BSD 2-Clause "Simplified" License
21 stars 7 forks source link

link supporting_studies ids to supported nodes in induced_subtree #125

Open arlin opened 7 years ago

arlin commented 7 years ago

Currently, induced_subtree will provide ids for studies supporting the topology of the returned tree. The implementation of this in the phylotastic portal last week elicited immediate enthusiasm. This could be an incredibly valuable entrez into the literature for researchers interested in specific nodes (or teachers demonstrating to students how the Tree of Life rests on supporting work), but it may be frustrating if there are multiple studies to chase down. For instance, the user might receive a tree with 25 internal nodes that lists 8 supporting studies. A scientific user who is actually interested in tracking down supporting studies will want to know which studies support which nodes.

The expert user who knows what she is doing can cut her query down to just 3 OTUs and this will make it easier to target a single node in order to find supporting studies.

However, it may be more convenient to modify induced_subtree to include informational links from study ids to the supported nodes or edges in the tree.

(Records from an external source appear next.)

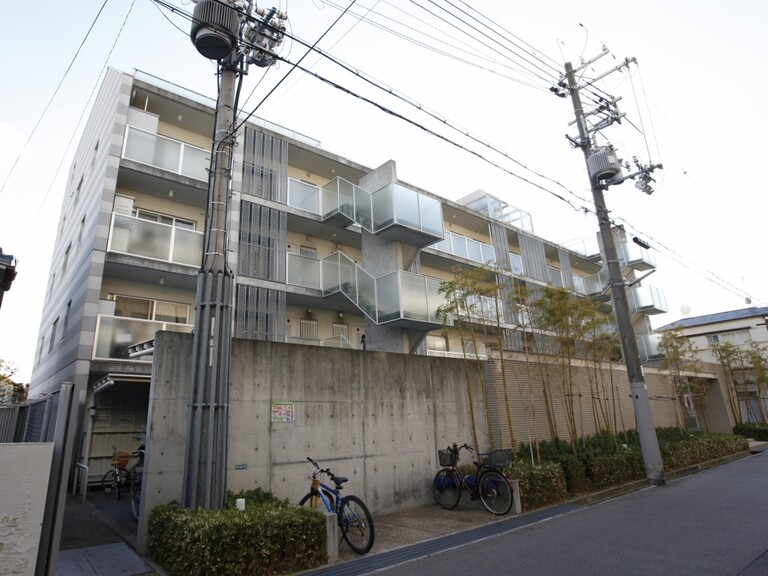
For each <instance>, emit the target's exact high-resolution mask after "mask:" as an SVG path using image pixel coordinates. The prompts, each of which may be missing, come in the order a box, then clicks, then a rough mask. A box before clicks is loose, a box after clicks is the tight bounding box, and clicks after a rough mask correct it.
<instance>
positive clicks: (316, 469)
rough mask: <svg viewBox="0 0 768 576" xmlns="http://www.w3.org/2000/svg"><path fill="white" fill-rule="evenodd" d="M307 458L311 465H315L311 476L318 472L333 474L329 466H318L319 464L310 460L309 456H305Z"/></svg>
mask: <svg viewBox="0 0 768 576" xmlns="http://www.w3.org/2000/svg"><path fill="white" fill-rule="evenodd" d="M307 460H309V461H310V462H312V465H313V466H314V467H315V471H314V472H312V476H317V475H318V474H328V475H329V476H333V473H332V472H331V469H330V468H320V465H319V464H318V463H317V462H315V461H314V460H312V458H310V457H309V456H307Z"/></svg>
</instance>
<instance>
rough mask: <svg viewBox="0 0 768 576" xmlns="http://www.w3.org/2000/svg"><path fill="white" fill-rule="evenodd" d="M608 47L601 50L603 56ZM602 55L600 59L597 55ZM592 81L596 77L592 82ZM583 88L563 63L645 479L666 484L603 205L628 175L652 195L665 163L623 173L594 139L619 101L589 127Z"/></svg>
mask: <svg viewBox="0 0 768 576" xmlns="http://www.w3.org/2000/svg"><path fill="white" fill-rule="evenodd" d="M606 53H607V50H605V49H604V50H603V53H602V54H601V55H600V56H602V55H604V54H606ZM600 56H598V57H597V58H599V57H600ZM597 58H595V59H593V60H592V61H590V62H587V63H585V64H584V65H583V66H582V68H583V67H586V66H587V65H589V64H591V63H592V62H594V61H595V60H597ZM632 61H633V60H629V59H628V60H625V61H624V62H623V63H622V64H621V65H619V66H617V67H616V68H614V69H613V70H610V71H609V72H606V73H605V74H603V75H601V76H600V77H599V78H602V77H603V76H606V75H607V74H610V73H611V72H614V71H616V70H619V69H621V68H623V67H624V66H628V65H629V64H630V62H632ZM593 82H594V80H593ZM580 89H581V88H580V87H579V85H578V83H577V81H576V74H575V71H574V69H573V65H572V64H571V63H570V62H567V63H566V64H565V83H563V82H561V83H560V84H559V85H558V87H556V88H553V89H552V91H553V92H555V94H557V95H558V96H562V97H566V96H567V95H568V94H570V96H571V101H572V102H573V111H574V113H575V115H576V120H575V123H576V125H577V127H578V130H579V137H578V140H576V139H573V138H571V137H568V139H569V140H570V141H571V143H572V145H573V146H574V147H577V148H581V150H582V152H583V153H584V160H585V161H586V163H587V172H588V173H589V184H590V187H591V189H592V198H593V201H594V204H595V212H596V214H597V220H598V223H599V227H600V239H601V241H602V243H603V251H604V253H605V259H606V262H605V264H606V266H607V267H608V272H609V275H610V287H611V299H612V301H613V309H614V312H615V313H616V322H617V324H618V329H619V334H620V336H621V347H622V351H623V353H624V362H625V364H626V366H627V376H628V377H629V389H630V394H631V396H632V403H633V406H634V411H635V421H636V423H637V432H638V435H639V436H640V448H641V451H642V454H643V461H644V462H645V473H646V478H647V479H648V481H649V482H650V483H652V484H662V483H663V482H664V465H663V463H662V460H661V451H660V450H659V442H658V439H657V437H656V428H655V426H654V424H653V417H652V415H651V406H650V402H649V399H648V389H647V386H646V384H645V379H644V376H643V368H642V365H641V363H640V354H639V352H638V349H637V340H636V339H635V330H634V327H633V326H632V319H631V316H630V313H629V303H628V302H627V293H626V288H627V283H626V282H625V280H624V278H623V277H622V275H621V267H620V265H619V257H618V253H617V251H616V243H615V241H614V237H613V231H612V228H611V221H610V218H609V217H608V208H607V206H606V204H605V196H604V194H603V190H604V189H607V188H608V186H610V185H612V184H620V183H621V182H623V181H625V180H626V179H628V178H631V179H638V182H637V183H636V186H637V187H638V188H640V189H641V190H643V191H645V192H647V193H649V194H650V193H651V191H652V190H651V189H650V185H649V183H650V182H651V181H652V178H651V177H650V173H651V172H652V171H653V170H654V169H656V168H661V165H651V166H641V165H640V163H639V162H638V161H637V160H635V164H636V165H637V168H638V171H637V172H635V173H634V174H630V175H628V176H624V177H622V176H621V163H620V162H619V161H618V160H617V158H616V155H615V151H614V150H613V148H612V147H611V146H605V147H595V146H594V145H593V144H594V143H593V141H592V133H594V132H596V131H598V130H601V129H602V128H605V127H607V126H609V125H610V124H612V123H613V122H617V121H619V120H620V119H621V118H622V117H623V114H619V113H618V109H617V108H616V100H615V99H614V100H613V101H607V100H606V101H605V102H604V103H603V104H602V105H601V106H600V107H598V110H596V111H594V112H592V114H602V116H603V118H602V119H601V121H599V122H597V123H596V124H595V125H594V126H593V127H592V129H591V130H590V128H589V127H588V126H587V114H585V112H584V108H583V106H582V103H581V96H580V92H579V91H580Z"/></svg>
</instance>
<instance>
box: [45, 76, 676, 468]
mask: <svg viewBox="0 0 768 576" xmlns="http://www.w3.org/2000/svg"><path fill="white" fill-rule="evenodd" d="M214 104H215V103H214V102H213V101H212V100H211V99H210V98H207V97H204V96H201V95H199V94H195V93H193V92H190V91H188V90H186V89H184V88H182V87H179V86H175V85H172V84H169V83H167V82H165V81H163V80H161V79H158V78H155V77H152V76H149V75H147V74H144V73H141V72H136V73H135V74H133V75H129V74H125V73H122V72H119V71H116V70H110V71H109V72H108V73H107V75H106V77H105V79H104V82H103V84H102V87H101V89H100V91H99V95H98V97H97V99H96V101H95V104H94V107H93V111H92V112H91V115H90V118H89V120H88V122H87V124H86V127H85V130H84V133H83V136H82V139H81V141H80V143H79V146H78V149H77V152H76V154H75V158H74V162H73V164H72V168H71V170H70V174H69V179H68V181H67V189H66V194H65V198H64V202H63V206H62V211H61V216H60V222H59V227H58V234H57V237H56V244H55V247H54V256H53V263H52V266H51V271H50V275H49V281H48V286H47V292H46V301H45V305H44V310H43V315H42V320H41V325H40V332H39V340H38V350H37V355H36V359H35V365H34V371H33V374H32V383H31V389H30V398H36V397H38V396H39V395H40V394H44V393H47V392H50V391H52V390H55V389H58V387H59V386H60V384H61V382H65V381H71V382H76V383H83V384H85V385H86V389H87V394H86V398H83V399H81V401H82V402H83V403H84V405H85V406H86V407H87V409H86V410H84V411H83V414H84V422H83V429H82V432H83V435H82V449H81V451H80V454H79V455H78V460H80V461H85V462H86V463H87V464H88V465H89V466H90V474H91V479H95V478H97V477H98V476H99V475H100V474H101V473H102V472H103V471H104V470H105V469H106V467H107V466H108V465H109V461H110V458H111V454H112V445H116V446H118V447H119V449H121V450H129V449H131V448H132V447H135V445H136V443H137V442H136V441H135V440H134V439H133V436H134V435H136V434H137V433H141V432H143V431H144V429H145V428H146V423H147V408H148V403H149V381H150V376H151V370H152V363H151V358H152V356H151V352H152V349H153V339H154V335H155V332H156V331H159V330H166V331H176V332H191V331H192V329H193V326H194V314H195V310H194V307H195V301H196V300H195V299H196V281H197V276H198V270H199V267H200V263H201V260H202V256H201V254H202V246H203V231H204V228H205V214H206V206H207V190H208V168H209V158H210V152H209V150H210V146H211V135H212V131H213V125H214ZM228 228H229V232H228V238H229V250H228V255H227V256H228V262H229V266H230V268H231V269H232V271H233V273H234V286H235V287H234V295H233V303H232V305H233V314H232V317H233V332H232V333H233V337H235V338H243V339H253V340H268V341H277V342H289V343H304V344H313V345H318V346H344V347H354V348H363V342H365V348H367V349H368V350H375V351H385V352H397V353H406V354H407V353H410V354H432V355H442V356H446V355H454V354H455V355H461V354H462V351H466V350H467V349H468V347H469V345H470V344H472V345H473V349H472V350H470V352H471V353H473V354H479V355H482V354H485V353H486V350H485V343H483V342H480V343H479V346H478V348H479V349H474V343H473V342H467V341H464V340H462V338H461V334H460V333H458V332H457V331H451V330H450V329H446V327H445V326H444V325H443V322H442V321H441V319H440V318H438V315H437V309H438V307H439V306H440V305H441V304H442V303H443V296H442V295H441V294H440V293H439V288H440V282H441V281H443V280H448V279H451V278H453V277H454V270H455V268H456V266H457V265H463V266H465V267H478V266H483V265H485V266H490V267H492V268H493V269H494V271H495V272H496V274H497V275H498V277H500V278H511V279H515V280H517V281H519V282H524V283H528V284H530V285H532V286H543V285H548V284H555V285H559V286H562V287H565V288H567V289H570V290H572V291H573V292H574V293H577V294H582V295H584V297H590V296H591V297H595V298H599V299H601V300H603V301H604V302H606V312H607V311H609V310H610V305H609V303H608V300H609V298H608V291H607V290H606V285H607V277H606V271H605V269H604V268H603V266H602V264H601V260H602V259H601V257H600V255H599V254H598V255H590V256H587V255H583V254H579V253H577V252H574V251H572V250H569V249H566V248H564V247H562V246H559V245H556V244H554V243H552V242H549V241H546V240H544V239H542V238H540V237H538V236H536V235H535V234H534V233H533V230H532V225H531V223H530V217H529V216H528V215H527V214H526V213H525V212H522V211H520V210H517V209H515V208H514V207H512V206H509V205H507V204H505V203H504V202H502V201H500V200H499V199H498V198H496V197H494V196H491V195H489V194H486V193H484V192H481V191H478V192H475V193H473V194H470V195H469V196H467V197H465V198H464V199H462V200H460V201H458V202H452V201H449V200H446V199H443V198H440V197H439V196H437V195H435V194H432V193H429V192H426V191H424V190H420V189H417V188H414V187H412V186H409V185H407V184H405V183H403V182H400V181H399V180H398V179H397V175H396V168H395V164H394V162H392V161H390V162H387V163H385V164H384V165H383V166H381V167H379V168H376V169H371V168H367V167H364V166H361V165H359V164H356V163H355V162H353V161H351V160H348V159H346V158H342V157H339V156H336V155H333V154H331V153H329V152H326V151H324V150H323V149H322V147H321V145H320V142H318V141H316V140H313V139H310V138H307V137H305V136H303V135H301V134H299V133H297V132H293V131H290V130H287V129H285V128H282V127H279V126H275V125H272V124H270V123H268V122H265V121H263V120H260V119H258V118H251V119H249V120H248V121H247V122H246V123H245V125H244V127H243V128H242V129H240V130H239V133H238V145H237V146H236V148H235V159H234V166H233V175H232V192H231V204H230V210H229V218H228ZM617 238H618V241H619V242H618V243H619V252H620V255H621V259H622V263H623V264H624V269H625V274H626V275H627V277H628V278H629V279H632V278H634V277H635V276H634V274H635V273H636V272H643V271H647V270H650V269H652V268H653V267H654V264H653V261H652V259H651V256H650V254H649V253H648V252H646V251H645V250H643V249H642V248H640V247H639V246H637V245H635V244H632V243H631V242H627V240H626V237H625V235H624V233H623V231H621V230H617ZM628 291H629V295H630V307H631V311H632V314H633V321H634V322H635V326H636V329H637V334H638V336H639V339H640V340H641V342H644V341H645V340H647V339H648V338H650V336H649V335H650V334H651V330H650V325H649V322H648V319H647V314H652V313H660V312H664V311H666V305H665V304H664V299H663V294H662V293H661V292H660V291H659V290H658V289H655V288H652V287H645V286H642V285H640V284H637V283H636V284H634V285H633V286H632V287H630V288H628ZM478 304H479V306H478V309H482V308H484V307H485V308H487V306H484V304H485V302H484V301H483V299H482V298H480V299H479V302H478ZM515 314H516V312H515V311H513V310H502V315H503V322H502V328H503V330H505V331H506V332H509V333H512V332H514V330H515V328H516V325H517V324H519V322H518V321H517V320H518V319H517V318H516V317H515ZM471 320H472V319H470V321H471ZM478 322H482V319H478ZM493 340H495V338H494V339H493ZM506 341H507V342H509V343H510V346H511V347H512V348H513V349H514V347H515V346H516V344H515V339H514V338H512V337H509V338H507V340H506ZM518 345H519V344H518ZM641 349H643V350H644V349H645V348H644V347H641Z"/></svg>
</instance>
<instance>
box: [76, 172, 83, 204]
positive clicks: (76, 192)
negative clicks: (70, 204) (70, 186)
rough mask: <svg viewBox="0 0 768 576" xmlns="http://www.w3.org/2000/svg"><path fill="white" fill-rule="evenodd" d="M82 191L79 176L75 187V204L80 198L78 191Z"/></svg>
mask: <svg viewBox="0 0 768 576" xmlns="http://www.w3.org/2000/svg"><path fill="white" fill-rule="evenodd" d="M82 191H83V177H82V176H80V181H79V182H78V183H77V188H75V204H77V201H78V200H80V192H82Z"/></svg>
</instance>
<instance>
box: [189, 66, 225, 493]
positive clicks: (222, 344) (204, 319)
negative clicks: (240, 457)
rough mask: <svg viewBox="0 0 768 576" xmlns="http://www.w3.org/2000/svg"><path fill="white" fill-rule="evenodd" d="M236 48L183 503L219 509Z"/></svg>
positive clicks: (206, 274) (215, 156)
mask: <svg viewBox="0 0 768 576" xmlns="http://www.w3.org/2000/svg"><path fill="white" fill-rule="evenodd" d="M234 58H235V53H234V52H233V53H232V55H231V56H230V57H229V58H226V59H224V60H223V61H222V62H221V64H220V67H219V77H220V78H219V82H220V86H219V95H218V100H217V103H216V125H215V129H214V138H213V147H212V150H211V156H212V157H211V166H212V168H211V175H210V179H209V192H208V209H207V214H206V221H207V222H206V233H205V246H204V254H203V263H202V266H201V268H200V272H199V273H198V282H197V301H196V315H195V332H194V341H193V359H194V365H193V369H192V385H191V392H190V404H191V405H190V416H189V423H188V434H187V455H186V459H185V467H184V499H185V501H184V504H185V506H187V507H189V508H219V507H221V506H223V504H224V498H225V496H226V469H227V420H228V411H229V362H230V345H231V337H232V326H231V297H232V273H231V271H230V270H229V268H228V267H227V258H226V253H227V252H226V251H227V219H228V217H229V210H228V206H229V182H230V170H231V164H232V149H233V143H234V138H235V136H234V134H233V126H234V120H235V118H234V107H235V92H236V83H237V71H236V65H235V64H233V60H234Z"/></svg>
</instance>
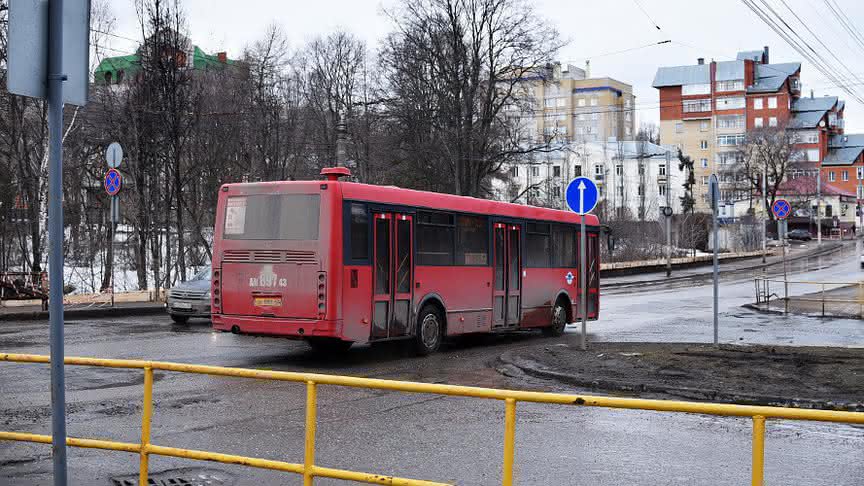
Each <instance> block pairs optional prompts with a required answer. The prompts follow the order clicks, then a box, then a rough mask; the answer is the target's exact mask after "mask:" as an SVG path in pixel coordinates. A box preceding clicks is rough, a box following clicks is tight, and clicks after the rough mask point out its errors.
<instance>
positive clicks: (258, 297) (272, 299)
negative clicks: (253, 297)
mask: <svg viewBox="0 0 864 486" xmlns="http://www.w3.org/2000/svg"><path fill="white" fill-rule="evenodd" d="M255 307H282V298H281V297H255Z"/></svg>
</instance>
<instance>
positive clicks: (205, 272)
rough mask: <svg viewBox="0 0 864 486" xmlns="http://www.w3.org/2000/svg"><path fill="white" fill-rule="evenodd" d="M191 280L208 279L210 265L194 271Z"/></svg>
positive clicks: (201, 279)
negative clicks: (194, 272) (195, 273)
mask: <svg viewBox="0 0 864 486" xmlns="http://www.w3.org/2000/svg"><path fill="white" fill-rule="evenodd" d="M192 280H210V267H206V268H204V269H203V270H201V271H200V272H198V273H196V274H195V276H194V277H192Z"/></svg>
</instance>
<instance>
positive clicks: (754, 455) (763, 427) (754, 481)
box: [753, 415, 765, 486]
mask: <svg viewBox="0 0 864 486" xmlns="http://www.w3.org/2000/svg"><path fill="white" fill-rule="evenodd" d="M764 479H765V417H763V416H761V415H755V416H754V417H753V486H762V484H763V482H764Z"/></svg>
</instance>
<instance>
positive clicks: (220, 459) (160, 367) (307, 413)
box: [0, 354, 864, 486]
mask: <svg viewBox="0 0 864 486" xmlns="http://www.w3.org/2000/svg"><path fill="white" fill-rule="evenodd" d="M0 361H10V362H18V363H46V364H47V363H50V358H49V357H48V356H44V355H33V354H0ZM65 364H66V365H74V366H98V367H105V368H126V369H141V370H144V407H143V411H142V414H141V442H140V443H138V444H135V443H127V442H113V441H107V440H95V439H81V438H74V437H70V438H67V439H66V445H67V446H69V447H84V448H91V449H104V450H113V451H123V452H131V453H136V454H139V456H140V474H139V485H140V486H146V485H147V484H148V481H147V475H148V460H149V456H150V455H153V454H155V455H161V456H170V457H179V458H185V459H196V460H202V461H214V462H220V463H224V464H239V465H244V466H250V467H256V468H262V469H273V470H277V471H285V472H291V473H295V474H300V475H302V476H303V484H304V486H311V485H312V483H313V480H314V478H315V477H328V478H336V479H343V480H348V481H357V482H363V483H369V484H389V485H404V486H433V485H443V484H445V483H439V482H432V481H422V480H417V479H406V478H398V477H393V476H382V475H378V474H371V473H362V472H354V471H347V470H342V469H332V468H327V467H321V466H318V465H316V464H315V432H316V425H317V415H316V410H317V402H318V399H317V396H318V395H317V392H318V386H319V385H334V386H346V387H354V388H373V389H378V390H390V391H401V392H410V393H432V394H437V395H449V396H458V397H473V398H485V399H493V400H502V401H503V402H504V460H503V470H502V484H503V485H504V486H511V485H512V484H513V483H514V478H513V464H514V458H515V453H516V404H517V402H533V403H549V404H557V405H576V406H584V407H605V408H619V409H630V410H651V411H657V412H684V413H699V414H707V415H719V416H728V417H749V418H751V419H752V420H753V444H752V452H753V460H752V461H753V462H752V467H751V472H752V484H753V485H754V486H761V485H762V484H763V476H764V465H765V422H766V420H767V419H782V420H807V421H817V422H835V423H847V424H861V425H864V413H861V412H845V411H834V410H809V409H797V408H783V407H762V406H749V405H729V404H716V403H698V402H682V401H672V400H643V399H637V398H620V397H598V396H589V395H571V394H563V393H544V392H529V391H516V390H497V389H493V388H479V387H470V386H457V385H441V384H432V383H414V382H407V381H395V380H381V379H376V378H357V377H352V376H337V375H323V374H317V373H295V372H289V371H267V370H251V369H244V368H224V367H220V366H203V365H191V364H182V363H167V362H158V361H138V360H122V359H97V358H79V357H67V358H66V359H65ZM154 370H161V371H174V372H181V373H197V374H205V375H216V376H233V377H240V378H256V379H265V380H278V381H291V382H297V383H305V384H306V431H305V444H304V458H303V464H297V463H290V462H283V461H275V460H270V459H262V458H254V457H244V456H236V455H230V454H221V453H216V452H207V451H199V450H192V449H178V448H174V447H164V446H158V445H153V444H151V443H150V424H151V421H152V418H153V371H154ZM0 440H13V441H23V442H38V443H43V444H50V443H51V436H50V435H39V434H27V433H20V432H0Z"/></svg>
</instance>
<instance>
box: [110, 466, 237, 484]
mask: <svg viewBox="0 0 864 486" xmlns="http://www.w3.org/2000/svg"><path fill="white" fill-rule="evenodd" d="M111 481H112V483H111V484H112V485H113V486H138V475H137V474H130V475H128V476H117V477H113V478H111ZM147 484H151V485H153V486H232V485H233V484H234V479H233V478H232V477H231V476H230V475H229V474H228V473H226V472H224V471H220V470H218V469H198V468H192V469H170V470H168V471H162V472H151V473H150V475H149V476H148V478H147Z"/></svg>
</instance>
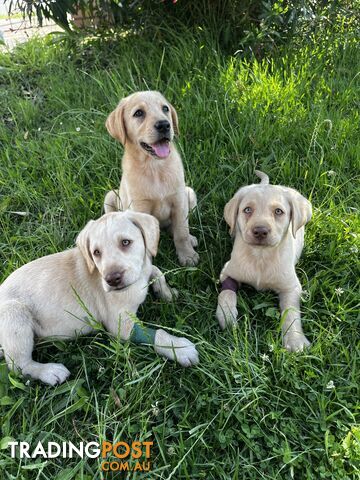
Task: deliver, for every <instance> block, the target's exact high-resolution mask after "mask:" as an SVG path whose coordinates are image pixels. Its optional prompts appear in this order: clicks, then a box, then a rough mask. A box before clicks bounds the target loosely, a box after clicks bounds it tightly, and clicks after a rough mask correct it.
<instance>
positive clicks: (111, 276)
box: [105, 272, 124, 287]
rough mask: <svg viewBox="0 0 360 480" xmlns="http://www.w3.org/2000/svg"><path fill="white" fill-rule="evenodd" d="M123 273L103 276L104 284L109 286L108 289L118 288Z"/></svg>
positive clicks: (117, 273)
mask: <svg viewBox="0 0 360 480" xmlns="http://www.w3.org/2000/svg"><path fill="white" fill-rule="evenodd" d="M123 275H124V274H123V272H111V273H108V274H107V275H106V276H105V282H106V283H107V284H108V285H110V287H118V286H119V285H120V284H121V282H122V279H123Z"/></svg>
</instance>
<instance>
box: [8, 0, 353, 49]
mask: <svg viewBox="0 0 360 480" xmlns="http://www.w3.org/2000/svg"><path fill="white" fill-rule="evenodd" d="M5 2H6V4H7V5H8V8H9V10H10V11H13V10H14V9H19V10H20V11H22V12H23V14H24V15H27V16H29V17H32V16H34V15H36V17H37V19H38V21H39V22H40V23H41V22H42V20H43V18H47V19H49V18H51V19H53V20H54V21H55V22H56V23H58V24H59V25H61V26H62V27H63V28H64V29H65V30H67V31H68V32H71V31H72V25H71V22H70V23H69V18H68V17H67V14H69V13H70V14H74V13H76V12H77V11H78V10H81V11H82V12H83V13H84V15H85V17H96V19H97V21H96V22H95V23H93V24H92V31H93V33H94V27H95V26H96V28H97V30H98V32H100V34H104V30H105V31H106V30H107V31H109V30H110V31H112V30H113V28H114V27H117V28H118V29H120V30H121V31H122V32H124V31H130V30H131V31H137V32H139V31H142V32H146V33H149V31H151V32H152V33H153V34H156V32H158V31H159V29H171V30H173V31H176V30H177V29H178V28H179V27H184V26H185V27H186V28H188V29H190V30H191V31H192V32H194V31H196V30H197V29H199V28H200V29H204V30H206V31H208V32H209V34H211V35H212V36H213V38H214V39H216V41H217V43H218V44H219V45H220V46H221V48H222V49H224V50H225V51H228V52H231V53H233V52H235V51H237V52H238V53H240V54H242V55H243V54H248V53H249V52H252V53H254V54H255V55H257V56H260V55H261V56H263V55H264V54H265V53H267V52H269V51H271V50H273V49H274V48H277V47H279V46H281V45H283V44H284V43H287V42H289V41H295V42H298V43H299V44H300V43H301V42H304V41H308V40H310V39H312V38H313V36H314V35H316V34H317V33H319V32H323V31H324V30H326V31H328V32H335V31H340V30H341V31H342V32H347V35H349V36H352V38H358V37H359V34H360V30H359V12H360V0H337V1H333V2H328V1H324V0H321V1H318V0H301V1H299V0H276V1H274V0H265V1H264V0H210V1H209V0H198V1H196V2H194V1H193V0H177V1H176V0H164V1H160V0H140V1H133V2H119V1H118V0H105V1H103V0H91V1H89V0H65V1H64V0H55V1H54V0H45V1H42V2H38V1H37V0H26V1H25V0H5Z"/></svg>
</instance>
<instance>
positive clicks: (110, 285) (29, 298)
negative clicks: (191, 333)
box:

Currently the tree itself cannot be loaded with this information because induced_subtree returns Newick. If the tree is returned in nexson or arguson, which may be needed for other requested features (see #124), then the links can be included in the tree.

However, even without a new format, the links can be established by phyloreferences, e.g., ancestor_node(A, B) or ancestor_edge(A, B) always implicates a specific node or edge in a rooted tree containing A and B. So the linkages could be represented as a list_of triples of the form <study_id> supports <phyloreference>. The json return by induced_subtree would then include a "newick" element with the treestring, a "supporting_studies" list, and a "support_links" list with the triples that link studies to the tree via phyloreferences.